Abstract

In recent years, factor investing gained significant popularity among global institutional investors. In this tutorial, we first developed a factor selection model to test if factors have the ability to differentiate potential winners and losers in the stock market. Then we use those preselected factors to implement the factor ranking stock selection algorithm based on Factor Based Stock Selection Model for Turkish Equities, 2015, Ayhan Yüksel.

Factor Selection

QuantConnect provides Morningstar fundamentals data for US Equities. Valuation Ratios is daily data. For others like operation ratios and financial statements data are available for multiple periods depending on the property. To view the fundamental factors that are availalbe, see Data Point Attributes.

The algorithm is designed to test the significance of one factor each time.

def Initialize(self):
    self.SetStartDate(2005,01,01)  #Set Start Date
    self.SetEndDate(2012,03,01)    #Set End Date
    self.SetCash(50000)            #Set Strategy Cash
    self.UniverseSettings.Resolution = Resolution.Daily
    self.AddUniverse(self.CoarseSelectionFunction, self.FineSelectionFunction)
    self.AddEquity("SPY") # add benchmark
    self.numOfCourseSymbols = 200
    self.numOfPortfolio = 5
    self._changes = None
    self.flag1 = 1  # variable to control the monthly rebalance of coarse and fine selection function
    self.flag2 = 0  # variable to control the monthly rebalance of OnData function
    self.flag3 = 0  # variable to record the number of rebalancing times
        # store the monthly returns of different portfolios in a dataframe
    self.df_return = pd.DataFrame(index = range(self.numOfPortfolio+1))
        # schedule an event to fire at the first trading day of SPY
    self.Schedule.On(self.DateRules.MonthStart("SPY"), self.TimeRules.AfterMarketOpen("SPY"), Action(self.Rebalancing))

Step 1: Ranking the stocks by factor values

First, we sort the stocks by daily dollar volume and take the top stocks with the highest dollar volumes as our candidates. There is a convenient way using our universe selection API. Universes are refreshed every day by default. Here we use Scheduled events API to trigger code to run at the first trading day each month and use three flag variables to control the rebalancing of CoarseSelection, FineSelection and Ondata functions.

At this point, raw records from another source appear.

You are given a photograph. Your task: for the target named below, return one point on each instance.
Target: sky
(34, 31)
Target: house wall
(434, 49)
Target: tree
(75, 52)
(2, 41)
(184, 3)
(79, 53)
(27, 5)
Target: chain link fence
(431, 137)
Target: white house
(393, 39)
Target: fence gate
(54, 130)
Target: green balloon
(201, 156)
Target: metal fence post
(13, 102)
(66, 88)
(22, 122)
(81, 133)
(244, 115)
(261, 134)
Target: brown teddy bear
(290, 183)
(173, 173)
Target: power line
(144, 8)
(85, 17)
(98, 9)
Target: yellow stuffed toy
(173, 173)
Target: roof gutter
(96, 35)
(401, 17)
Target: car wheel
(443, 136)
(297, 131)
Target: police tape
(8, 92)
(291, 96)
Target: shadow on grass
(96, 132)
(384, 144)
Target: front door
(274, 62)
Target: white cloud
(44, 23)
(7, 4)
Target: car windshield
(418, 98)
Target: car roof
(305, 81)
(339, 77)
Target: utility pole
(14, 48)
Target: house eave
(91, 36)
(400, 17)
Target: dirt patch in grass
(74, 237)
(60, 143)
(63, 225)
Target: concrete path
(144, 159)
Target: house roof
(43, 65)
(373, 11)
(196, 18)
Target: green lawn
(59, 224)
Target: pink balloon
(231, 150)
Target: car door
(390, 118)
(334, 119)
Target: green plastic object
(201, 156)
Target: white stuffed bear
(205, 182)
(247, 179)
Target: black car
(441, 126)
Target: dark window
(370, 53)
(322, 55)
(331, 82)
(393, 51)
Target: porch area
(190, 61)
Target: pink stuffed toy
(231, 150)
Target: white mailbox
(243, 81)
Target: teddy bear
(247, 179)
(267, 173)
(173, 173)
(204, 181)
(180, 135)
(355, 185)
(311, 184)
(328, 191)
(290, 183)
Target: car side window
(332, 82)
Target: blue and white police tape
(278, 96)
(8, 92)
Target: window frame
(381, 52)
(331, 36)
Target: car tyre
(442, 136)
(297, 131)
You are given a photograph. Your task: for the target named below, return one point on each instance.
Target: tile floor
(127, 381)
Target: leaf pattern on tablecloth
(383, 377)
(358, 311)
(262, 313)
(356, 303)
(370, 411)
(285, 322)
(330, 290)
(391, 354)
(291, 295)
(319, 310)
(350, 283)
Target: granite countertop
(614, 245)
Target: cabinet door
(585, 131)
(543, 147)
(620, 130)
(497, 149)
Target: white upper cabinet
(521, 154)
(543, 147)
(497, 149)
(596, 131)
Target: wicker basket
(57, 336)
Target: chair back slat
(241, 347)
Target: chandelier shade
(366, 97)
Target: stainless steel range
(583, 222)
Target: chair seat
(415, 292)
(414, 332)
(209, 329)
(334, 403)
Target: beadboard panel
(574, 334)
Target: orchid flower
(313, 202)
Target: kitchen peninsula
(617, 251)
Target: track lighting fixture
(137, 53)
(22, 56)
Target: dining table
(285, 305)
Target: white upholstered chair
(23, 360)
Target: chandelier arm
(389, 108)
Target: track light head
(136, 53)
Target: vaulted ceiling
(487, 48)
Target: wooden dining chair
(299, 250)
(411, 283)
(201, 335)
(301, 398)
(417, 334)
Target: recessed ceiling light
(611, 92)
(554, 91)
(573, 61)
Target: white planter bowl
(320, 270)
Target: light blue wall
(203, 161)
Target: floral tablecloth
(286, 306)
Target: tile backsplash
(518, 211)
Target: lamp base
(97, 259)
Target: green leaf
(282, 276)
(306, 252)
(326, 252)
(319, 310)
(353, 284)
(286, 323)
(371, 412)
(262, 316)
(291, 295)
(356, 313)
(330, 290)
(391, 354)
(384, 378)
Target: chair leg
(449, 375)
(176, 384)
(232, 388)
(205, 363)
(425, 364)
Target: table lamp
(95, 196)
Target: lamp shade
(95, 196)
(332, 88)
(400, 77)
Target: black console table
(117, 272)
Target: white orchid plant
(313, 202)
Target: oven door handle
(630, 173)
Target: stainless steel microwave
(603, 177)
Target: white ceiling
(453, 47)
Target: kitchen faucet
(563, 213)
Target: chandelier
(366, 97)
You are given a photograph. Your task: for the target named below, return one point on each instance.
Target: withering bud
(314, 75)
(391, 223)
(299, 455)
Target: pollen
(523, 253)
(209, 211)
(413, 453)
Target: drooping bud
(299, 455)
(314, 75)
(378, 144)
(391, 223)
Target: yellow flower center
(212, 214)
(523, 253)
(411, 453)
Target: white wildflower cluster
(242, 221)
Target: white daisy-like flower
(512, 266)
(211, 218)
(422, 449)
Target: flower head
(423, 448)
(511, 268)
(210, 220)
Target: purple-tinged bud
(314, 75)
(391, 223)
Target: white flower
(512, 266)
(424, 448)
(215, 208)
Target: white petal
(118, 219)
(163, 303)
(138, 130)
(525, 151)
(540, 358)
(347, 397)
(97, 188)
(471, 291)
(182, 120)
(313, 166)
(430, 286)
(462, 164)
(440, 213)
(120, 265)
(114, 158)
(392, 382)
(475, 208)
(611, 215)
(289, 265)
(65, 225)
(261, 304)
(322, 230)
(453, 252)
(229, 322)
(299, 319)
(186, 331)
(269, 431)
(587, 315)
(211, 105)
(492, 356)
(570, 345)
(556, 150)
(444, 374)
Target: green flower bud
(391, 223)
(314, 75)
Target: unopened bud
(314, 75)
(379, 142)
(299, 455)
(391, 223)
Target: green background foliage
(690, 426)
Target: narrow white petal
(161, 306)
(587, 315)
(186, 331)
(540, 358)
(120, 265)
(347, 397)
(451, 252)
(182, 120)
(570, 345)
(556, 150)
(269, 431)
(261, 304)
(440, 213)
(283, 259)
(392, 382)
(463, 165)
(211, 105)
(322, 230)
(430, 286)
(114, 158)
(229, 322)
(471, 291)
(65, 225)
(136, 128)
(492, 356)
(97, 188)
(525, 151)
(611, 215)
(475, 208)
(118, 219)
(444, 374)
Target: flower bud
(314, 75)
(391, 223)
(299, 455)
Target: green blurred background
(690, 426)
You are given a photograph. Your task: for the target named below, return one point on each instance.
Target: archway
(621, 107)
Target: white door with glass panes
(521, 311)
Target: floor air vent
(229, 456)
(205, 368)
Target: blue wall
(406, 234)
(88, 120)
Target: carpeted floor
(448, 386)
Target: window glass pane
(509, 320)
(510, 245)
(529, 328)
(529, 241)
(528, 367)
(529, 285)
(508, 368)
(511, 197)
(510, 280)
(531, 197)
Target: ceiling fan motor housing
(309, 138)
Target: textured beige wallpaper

Coarse universe selection is the built-in universe data provided by QuantConnect which allows you to filter the universe of over 16,000 symbols to perform rough filtering before your algorithm. Because coarse selection function takes all the Equities including ETFs which have no fundamental data into account, we need the property x.HasFundamentalData to exclude them from our candidate stocks pool.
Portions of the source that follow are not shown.